Купец послушно спрятался. Лицо Александра не изменило выражения - он беззаботно улыбался. Всю жизнь его окружали заговорщики. Царь вспомнил Павсания, - знатный македонский юноша, которого никто не подозревал в измене, на пиру неожиданно убил Филиппа. Спустя некоторое время полководец Аттал едва не взбунтовал войска. Даже тогда, когда Александр, казалось, водворил в Элане спокойствие, покорил Малую Азию и добрался до Сирийских Ворот, мятежные Афины отправили послов к Дарию.
"Дети собак, - беззлобно выругался Александр про себя. Люди, достойные презрения, не вызывали в нем гнева. - Чего они хотят? Зачем напрасно жертвуют собою?
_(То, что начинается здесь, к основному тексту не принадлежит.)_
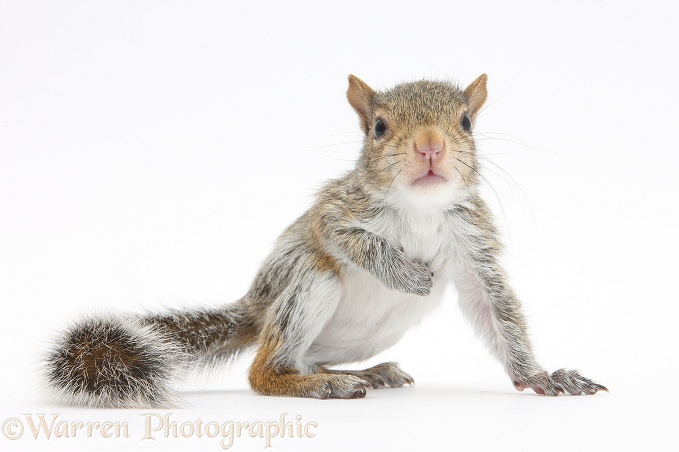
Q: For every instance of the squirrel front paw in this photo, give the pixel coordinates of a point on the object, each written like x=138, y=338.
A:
x=411, y=277
x=560, y=382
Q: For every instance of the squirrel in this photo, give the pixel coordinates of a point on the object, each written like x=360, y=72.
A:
x=370, y=258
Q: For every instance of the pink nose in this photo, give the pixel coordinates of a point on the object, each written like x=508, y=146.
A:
x=430, y=151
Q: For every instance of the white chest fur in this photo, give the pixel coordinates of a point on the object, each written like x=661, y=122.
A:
x=371, y=317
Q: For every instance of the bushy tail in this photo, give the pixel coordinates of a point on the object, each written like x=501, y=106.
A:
x=133, y=362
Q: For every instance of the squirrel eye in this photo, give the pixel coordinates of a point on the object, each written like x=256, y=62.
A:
x=466, y=123
x=380, y=127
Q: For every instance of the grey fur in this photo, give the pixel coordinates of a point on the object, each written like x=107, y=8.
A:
x=343, y=282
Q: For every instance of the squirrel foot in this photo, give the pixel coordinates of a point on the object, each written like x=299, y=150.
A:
x=560, y=382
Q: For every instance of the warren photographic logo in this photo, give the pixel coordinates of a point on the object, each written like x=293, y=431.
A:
x=159, y=427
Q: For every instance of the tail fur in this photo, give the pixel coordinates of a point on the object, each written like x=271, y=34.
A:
x=133, y=362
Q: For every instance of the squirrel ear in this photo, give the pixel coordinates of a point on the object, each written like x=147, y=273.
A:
x=360, y=97
x=476, y=95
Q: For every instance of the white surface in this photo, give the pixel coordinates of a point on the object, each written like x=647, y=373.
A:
x=151, y=152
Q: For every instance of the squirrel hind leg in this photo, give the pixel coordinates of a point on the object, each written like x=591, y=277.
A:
x=277, y=380
x=379, y=376
x=113, y=362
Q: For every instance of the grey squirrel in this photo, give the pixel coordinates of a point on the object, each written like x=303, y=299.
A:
x=367, y=261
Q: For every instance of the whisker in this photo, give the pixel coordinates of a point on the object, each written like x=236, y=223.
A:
x=497, y=196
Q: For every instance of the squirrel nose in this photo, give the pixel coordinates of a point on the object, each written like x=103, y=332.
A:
x=430, y=151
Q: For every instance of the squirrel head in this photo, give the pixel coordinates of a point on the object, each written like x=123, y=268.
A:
x=418, y=137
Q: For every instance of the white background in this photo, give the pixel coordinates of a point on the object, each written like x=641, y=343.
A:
x=151, y=152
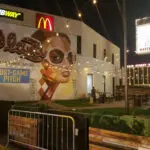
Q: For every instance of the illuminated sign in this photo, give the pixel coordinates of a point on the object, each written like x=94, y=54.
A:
x=142, y=37
x=11, y=14
x=44, y=22
x=9, y=75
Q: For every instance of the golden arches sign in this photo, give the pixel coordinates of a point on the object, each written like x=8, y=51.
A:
x=45, y=21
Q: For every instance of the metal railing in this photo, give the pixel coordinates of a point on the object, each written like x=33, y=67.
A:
x=42, y=131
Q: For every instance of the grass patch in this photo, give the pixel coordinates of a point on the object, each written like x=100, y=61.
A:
x=74, y=103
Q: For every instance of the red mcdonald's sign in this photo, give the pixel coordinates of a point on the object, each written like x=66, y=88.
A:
x=44, y=22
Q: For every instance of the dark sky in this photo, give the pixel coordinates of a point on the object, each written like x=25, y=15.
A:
x=109, y=12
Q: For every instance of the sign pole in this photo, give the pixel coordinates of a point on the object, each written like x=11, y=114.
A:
x=125, y=56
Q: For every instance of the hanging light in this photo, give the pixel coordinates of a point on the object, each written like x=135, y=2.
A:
x=67, y=25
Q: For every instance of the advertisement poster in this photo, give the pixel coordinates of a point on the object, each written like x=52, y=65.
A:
x=34, y=64
x=143, y=38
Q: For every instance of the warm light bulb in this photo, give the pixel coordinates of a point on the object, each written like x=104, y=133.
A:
x=67, y=25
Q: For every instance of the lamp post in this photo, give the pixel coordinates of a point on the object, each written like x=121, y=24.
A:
x=125, y=56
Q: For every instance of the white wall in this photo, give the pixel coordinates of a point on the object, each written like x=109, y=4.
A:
x=89, y=37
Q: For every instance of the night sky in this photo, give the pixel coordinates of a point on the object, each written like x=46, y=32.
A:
x=109, y=12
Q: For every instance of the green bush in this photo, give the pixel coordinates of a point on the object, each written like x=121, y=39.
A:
x=127, y=124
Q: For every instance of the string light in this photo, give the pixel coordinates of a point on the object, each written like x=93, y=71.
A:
x=67, y=25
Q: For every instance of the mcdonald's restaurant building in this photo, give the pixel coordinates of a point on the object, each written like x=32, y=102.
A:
x=97, y=59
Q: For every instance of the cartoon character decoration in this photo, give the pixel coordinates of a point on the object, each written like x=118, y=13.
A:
x=58, y=61
x=50, y=49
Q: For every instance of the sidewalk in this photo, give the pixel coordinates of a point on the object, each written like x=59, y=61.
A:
x=119, y=104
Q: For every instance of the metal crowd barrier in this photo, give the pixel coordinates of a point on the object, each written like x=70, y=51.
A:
x=42, y=131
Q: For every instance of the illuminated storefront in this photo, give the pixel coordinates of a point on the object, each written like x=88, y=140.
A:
x=138, y=75
x=97, y=59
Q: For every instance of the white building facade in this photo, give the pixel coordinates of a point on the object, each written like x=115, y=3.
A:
x=98, y=60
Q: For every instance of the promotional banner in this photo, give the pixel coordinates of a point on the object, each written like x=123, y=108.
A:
x=142, y=36
x=9, y=75
x=34, y=64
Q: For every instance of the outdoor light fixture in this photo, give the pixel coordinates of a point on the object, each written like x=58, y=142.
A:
x=67, y=25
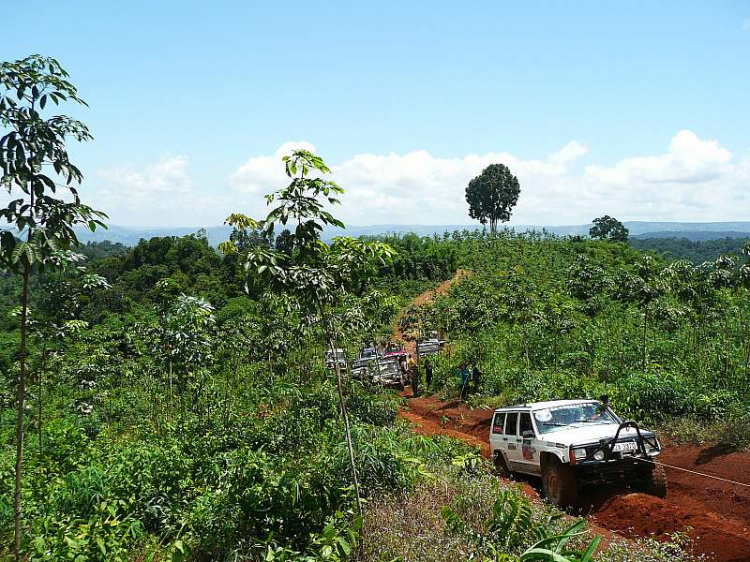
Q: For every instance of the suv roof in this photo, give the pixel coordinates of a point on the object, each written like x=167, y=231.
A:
x=542, y=405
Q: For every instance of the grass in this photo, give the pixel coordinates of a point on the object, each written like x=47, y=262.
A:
x=409, y=527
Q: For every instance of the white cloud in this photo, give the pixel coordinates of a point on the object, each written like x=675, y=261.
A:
x=689, y=160
x=259, y=173
x=568, y=153
x=694, y=180
x=163, y=194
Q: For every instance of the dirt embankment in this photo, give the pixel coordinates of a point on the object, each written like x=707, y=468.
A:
x=716, y=513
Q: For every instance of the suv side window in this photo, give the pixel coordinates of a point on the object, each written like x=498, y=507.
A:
x=511, y=422
x=526, y=423
x=498, y=423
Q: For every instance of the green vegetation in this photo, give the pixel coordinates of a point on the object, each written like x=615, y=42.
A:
x=694, y=251
x=555, y=318
x=179, y=402
x=492, y=195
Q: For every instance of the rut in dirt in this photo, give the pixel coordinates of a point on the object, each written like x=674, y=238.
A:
x=716, y=513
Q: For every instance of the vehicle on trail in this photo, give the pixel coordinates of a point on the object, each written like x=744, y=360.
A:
x=387, y=373
x=369, y=354
x=573, y=445
x=362, y=366
x=395, y=350
x=339, y=357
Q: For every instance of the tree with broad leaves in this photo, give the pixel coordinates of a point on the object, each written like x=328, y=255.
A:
x=318, y=275
x=35, y=166
x=492, y=195
x=609, y=228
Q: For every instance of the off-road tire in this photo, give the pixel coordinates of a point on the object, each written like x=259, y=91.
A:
x=656, y=482
x=559, y=483
x=501, y=466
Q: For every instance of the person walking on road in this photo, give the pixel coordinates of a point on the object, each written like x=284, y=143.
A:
x=414, y=373
x=463, y=380
x=404, y=368
x=427, y=373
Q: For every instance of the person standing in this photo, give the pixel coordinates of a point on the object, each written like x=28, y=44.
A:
x=476, y=378
x=427, y=373
x=463, y=380
x=404, y=369
x=414, y=373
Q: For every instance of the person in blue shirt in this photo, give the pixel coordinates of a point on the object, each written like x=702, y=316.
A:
x=463, y=380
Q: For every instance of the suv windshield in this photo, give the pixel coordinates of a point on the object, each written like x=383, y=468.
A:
x=576, y=415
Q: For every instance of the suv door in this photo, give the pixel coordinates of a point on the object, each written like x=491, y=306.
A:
x=529, y=449
x=498, y=441
x=512, y=439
Подобно мерзким ужам, извиваются они у меня под ногами, бессильные даже укусить. И, словно ужи, издыхают, раздавленные моей стопой. Неужели они полагают, что можно остановить меня-меня, сына бога Аммона? - Македонец недоуменно пожал плечами. - Скопище червей... Я уничтожал их и буду уничтожать..."
Он так верил в себя, в свое призвание и неуязвимость, что донос Дракила даже рассмешил его, как рассмешили бы Геракла угрозы пятилетнего ребенка. Когда Фердикка привел в шатер бледного Феогена, царь лежал все в той же позе, опираясь локтем на ковер.
- Привет Александру, - сказал Феаген глухо, снял с головы шлем и остановил выжидательный взгляд на лице повелителя.